By a Junior League Active Member 

Let it go. Three words and the title of a popular Disney song, but truer words have never been spoken.

As women we are advised to lean in, but follow our passions, achieve work-life balance, but not break a sweat. To aim for the corner office and covet the designer bag, but be humble about our ambitions. We are expected to break glass ceilings for future generations of women, but very rarely are we given the advice to slow down enough to enjoy the process.

There is no finish line where we can reflect on our achievements and allow ourselves to be proud of our accomplishments. Rather, we are encouraged to continue pushing ourselves to the highest level of success, regardless of whether society’s definition of success aligns with our own. And in the process, it is quite easy to lose sight of what matters.

As a teenager, I aimed for success. In one short summer I lost 40 pounds of weight I did not have to lose, because I sadly believed that being thin would make me a success. As my hair fell out and my collarbone became more pronounced, I congratulated myself on my determination. I was one of the elusive thin girls. But it was never enough to be thin. I wanted to be the thinnest girl in my class. My self-esteem plummeted as I realized I would never be the thinnest girl – with each pound loss my body rebelled, and I was plagued with headaches and chills that could not be fixed with medication. But I refused to give up because to do so would mean failure. It was only after a high school boyfriend helped me understand that it was okay to let go that I started accepting myself for who I was: a smart, lovable young woman with a support group who liked me as I was. Many of those people are still friends today.
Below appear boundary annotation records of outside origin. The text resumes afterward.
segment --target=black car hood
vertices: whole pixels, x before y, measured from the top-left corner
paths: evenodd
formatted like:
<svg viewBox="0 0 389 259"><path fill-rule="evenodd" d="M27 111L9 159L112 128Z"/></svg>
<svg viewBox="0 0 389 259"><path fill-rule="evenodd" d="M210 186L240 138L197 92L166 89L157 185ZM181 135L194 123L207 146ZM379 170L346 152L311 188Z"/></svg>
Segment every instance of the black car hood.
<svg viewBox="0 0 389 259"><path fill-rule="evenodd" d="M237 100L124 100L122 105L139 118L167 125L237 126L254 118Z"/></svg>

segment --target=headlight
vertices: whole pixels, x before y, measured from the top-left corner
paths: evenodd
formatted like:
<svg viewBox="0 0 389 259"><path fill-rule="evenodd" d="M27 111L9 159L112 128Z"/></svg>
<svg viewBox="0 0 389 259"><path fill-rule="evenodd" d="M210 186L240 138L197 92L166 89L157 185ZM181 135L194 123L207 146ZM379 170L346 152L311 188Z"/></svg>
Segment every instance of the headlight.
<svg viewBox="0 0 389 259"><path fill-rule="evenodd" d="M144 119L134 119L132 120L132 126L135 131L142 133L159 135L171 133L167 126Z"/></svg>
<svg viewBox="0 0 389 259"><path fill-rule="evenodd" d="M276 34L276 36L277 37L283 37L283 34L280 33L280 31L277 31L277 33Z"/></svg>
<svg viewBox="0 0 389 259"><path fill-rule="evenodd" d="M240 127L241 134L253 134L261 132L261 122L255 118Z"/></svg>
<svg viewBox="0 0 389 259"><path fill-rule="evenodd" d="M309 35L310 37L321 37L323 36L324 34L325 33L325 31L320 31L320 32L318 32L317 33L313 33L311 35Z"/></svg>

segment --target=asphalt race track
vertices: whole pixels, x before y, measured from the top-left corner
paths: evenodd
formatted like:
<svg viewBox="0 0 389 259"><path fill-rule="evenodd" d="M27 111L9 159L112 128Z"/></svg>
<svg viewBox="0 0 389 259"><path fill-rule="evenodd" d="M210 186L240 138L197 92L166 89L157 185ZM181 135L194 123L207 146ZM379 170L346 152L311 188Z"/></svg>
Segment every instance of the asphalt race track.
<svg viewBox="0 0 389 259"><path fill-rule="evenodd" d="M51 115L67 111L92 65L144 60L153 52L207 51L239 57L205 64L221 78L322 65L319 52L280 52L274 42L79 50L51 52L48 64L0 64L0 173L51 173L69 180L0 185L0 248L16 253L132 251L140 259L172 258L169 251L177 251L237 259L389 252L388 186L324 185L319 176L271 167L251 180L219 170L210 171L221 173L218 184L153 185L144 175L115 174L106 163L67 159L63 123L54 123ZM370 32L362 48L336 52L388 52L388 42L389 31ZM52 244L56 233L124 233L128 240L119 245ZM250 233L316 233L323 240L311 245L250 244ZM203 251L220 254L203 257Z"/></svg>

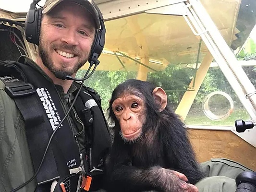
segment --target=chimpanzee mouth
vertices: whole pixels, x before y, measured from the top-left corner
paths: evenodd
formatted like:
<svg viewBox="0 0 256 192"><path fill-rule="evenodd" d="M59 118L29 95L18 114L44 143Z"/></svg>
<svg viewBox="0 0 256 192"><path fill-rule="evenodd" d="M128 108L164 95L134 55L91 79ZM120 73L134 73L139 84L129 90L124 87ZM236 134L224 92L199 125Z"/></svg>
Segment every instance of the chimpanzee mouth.
<svg viewBox="0 0 256 192"><path fill-rule="evenodd" d="M142 129L139 129L136 132L131 134L124 134L120 131L120 134L123 140L128 142L134 142L137 140L141 134Z"/></svg>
The theme of Disney’s Frozen resonated with me because the movie was not about the princess undergoing a makeover, landing the handsome prince, or achieving success as a career-driven woman. It was about accepting yourself just as you are and trying to be the best YOU that you can be. The characters in Frozen support other women, are strong, and have the courage to do what is right. They let go of trying to change themselves and focused on what mattered – and learned to enjoy the journey.

I’m much different than the girl I was in high school. I joined Junior League so I could have a positive impact on other women, of all ages. Part of that means being authentic and sharing my own struggles so that others know they can let it go and be okay.
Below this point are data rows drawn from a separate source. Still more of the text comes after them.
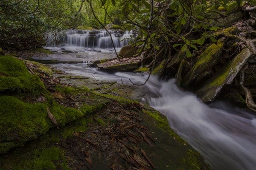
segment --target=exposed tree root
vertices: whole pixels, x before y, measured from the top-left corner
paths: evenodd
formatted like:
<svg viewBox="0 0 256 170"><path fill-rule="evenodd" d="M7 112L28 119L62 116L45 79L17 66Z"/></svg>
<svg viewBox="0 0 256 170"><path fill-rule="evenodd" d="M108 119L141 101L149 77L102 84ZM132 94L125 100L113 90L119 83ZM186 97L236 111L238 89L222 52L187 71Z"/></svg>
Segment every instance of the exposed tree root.
<svg viewBox="0 0 256 170"><path fill-rule="evenodd" d="M245 66L240 71L240 82L239 87L245 95L245 102L248 108L256 112L256 104L253 101L252 94L250 90L244 86L244 71L248 68L248 65Z"/></svg>

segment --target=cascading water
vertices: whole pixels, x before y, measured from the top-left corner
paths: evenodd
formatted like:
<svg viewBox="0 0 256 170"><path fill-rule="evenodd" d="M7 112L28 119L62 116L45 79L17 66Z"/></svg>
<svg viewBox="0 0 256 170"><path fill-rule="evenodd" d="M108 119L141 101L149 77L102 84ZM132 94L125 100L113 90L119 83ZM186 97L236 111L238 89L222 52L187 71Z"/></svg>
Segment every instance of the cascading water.
<svg viewBox="0 0 256 170"><path fill-rule="evenodd" d="M109 30L115 47L120 48L128 45L133 35L131 31ZM113 48L111 37L105 30L70 30L62 39L61 44L66 46L82 47Z"/></svg>
<svg viewBox="0 0 256 170"><path fill-rule="evenodd" d="M97 71L86 64L54 66L77 75L125 83L144 82L147 75ZM170 126L198 150L213 170L254 170L256 167L256 116L217 102L209 106L191 93L180 91L174 79L160 82L151 76L141 88L142 99L167 117ZM139 88L139 87L138 87ZM170 148L171 150L171 148Z"/></svg>

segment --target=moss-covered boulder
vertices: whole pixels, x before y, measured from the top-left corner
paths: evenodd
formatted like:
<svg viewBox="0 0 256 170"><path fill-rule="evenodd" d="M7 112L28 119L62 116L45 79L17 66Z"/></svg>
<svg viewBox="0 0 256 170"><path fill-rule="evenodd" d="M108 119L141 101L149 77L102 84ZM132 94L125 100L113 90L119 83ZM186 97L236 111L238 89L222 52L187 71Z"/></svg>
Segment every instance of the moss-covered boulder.
<svg viewBox="0 0 256 170"><path fill-rule="evenodd" d="M138 48L136 45L131 44L122 47L118 54L118 56L124 58L132 57L138 52Z"/></svg>
<svg viewBox="0 0 256 170"><path fill-rule="evenodd" d="M217 42L217 44L213 43L208 47L200 55L198 61L183 79L181 85L183 87L187 86L195 80L199 75L215 65L221 57L224 44L224 40L220 39Z"/></svg>
<svg viewBox="0 0 256 170"><path fill-rule="evenodd" d="M252 53L249 49L245 48L242 50L196 92L198 96L204 102L213 101L225 85L232 82L251 55Z"/></svg>
<svg viewBox="0 0 256 170"><path fill-rule="evenodd" d="M151 74L160 74L163 68L165 61L165 60L163 60L160 63L157 64L157 66L153 70Z"/></svg>
<svg viewBox="0 0 256 170"><path fill-rule="evenodd" d="M2 49L2 48L0 48L0 55L4 55L4 52L3 52L3 49Z"/></svg>
<svg viewBox="0 0 256 170"><path fill-rule="evenodd" d="M110 28L111 29L123 29L122 27L121 26L118 26L117 25L113 25Z"/></svg>
<svg viewBox="0 0 256 170"><path fill-rule="evenodd" d="M56 90L63 96L90 92L87 89L67 87L57 87ZM81 95L81 100L84 102L78 102L78 109L60 105L39 77L30 73L23 61L11 56L0 56L0 154L35 139L53 128L47 109L61 127L91 113L106 102L92 94L90 97Z"/></svg>

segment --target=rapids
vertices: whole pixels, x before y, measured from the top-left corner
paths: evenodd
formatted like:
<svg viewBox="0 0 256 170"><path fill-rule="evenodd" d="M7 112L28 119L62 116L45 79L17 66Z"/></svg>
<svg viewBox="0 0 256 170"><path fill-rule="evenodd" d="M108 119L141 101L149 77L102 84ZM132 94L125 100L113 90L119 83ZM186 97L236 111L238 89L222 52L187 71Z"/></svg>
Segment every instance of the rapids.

Letting go does not mean giving up. Rather, it means letting others help you and recognizing your true worth, regardless of whether you have the corner office or are the thinnest girl in the class. I’m proud to be part of a worldwide organization and our focus on increasing young women’s self-esteem. Some members have had their own struggles with depression or anxiety, others have watched loved ones struggle, and as a result, we want to help other young women define their own notions of success, so they can let go of societal expectations and embrace their true awesomeness.
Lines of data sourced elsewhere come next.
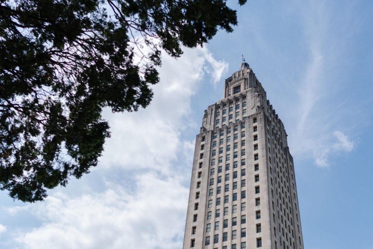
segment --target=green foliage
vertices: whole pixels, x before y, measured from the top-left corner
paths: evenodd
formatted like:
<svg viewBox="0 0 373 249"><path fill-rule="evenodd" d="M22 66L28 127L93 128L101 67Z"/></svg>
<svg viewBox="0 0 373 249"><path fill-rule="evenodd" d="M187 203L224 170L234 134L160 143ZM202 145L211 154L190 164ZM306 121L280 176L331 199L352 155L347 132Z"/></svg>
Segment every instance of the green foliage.
<svg viewBox="0 0 373 249"><path fill-rule="evenodd" d="M97 165L103 108L149 105L161 49L237 24L223 0L3 0L0 20L0 187L30 202Z"/></svg>

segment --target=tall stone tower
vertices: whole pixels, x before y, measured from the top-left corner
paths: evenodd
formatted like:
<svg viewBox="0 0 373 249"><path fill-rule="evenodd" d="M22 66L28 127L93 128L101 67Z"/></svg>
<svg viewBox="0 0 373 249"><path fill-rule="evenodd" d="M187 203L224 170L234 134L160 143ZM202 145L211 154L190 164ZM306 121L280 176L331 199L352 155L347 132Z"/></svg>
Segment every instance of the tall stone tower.
<svg viewBox="0 0 373 249"><path fill-rule="evenodd" d="M195 139L183 249L304 248L286 132L248 64Z"/></svg>

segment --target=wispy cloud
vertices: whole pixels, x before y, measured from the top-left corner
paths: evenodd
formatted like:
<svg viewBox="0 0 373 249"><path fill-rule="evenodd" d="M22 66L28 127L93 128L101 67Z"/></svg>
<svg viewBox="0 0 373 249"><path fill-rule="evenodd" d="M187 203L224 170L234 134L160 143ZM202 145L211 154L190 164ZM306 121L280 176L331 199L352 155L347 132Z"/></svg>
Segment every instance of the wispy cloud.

“The Association of Junior Leagues International, Inc. (AJLI) is an organization of women committed to promoting voluntarism, developing the potential of women and improving communities through the effective action and leadership of trained volunteers”. That’s a pretty amazing cause to be part of. By letting go of trying to be perfect, I’m learning new skills and pushing myself to do things I normally wouldn’t, because I’m not afraid to fail. I’m surrounded by a generous group of women who encourage me to be my best self, every day. As a group, we are catalyst for change.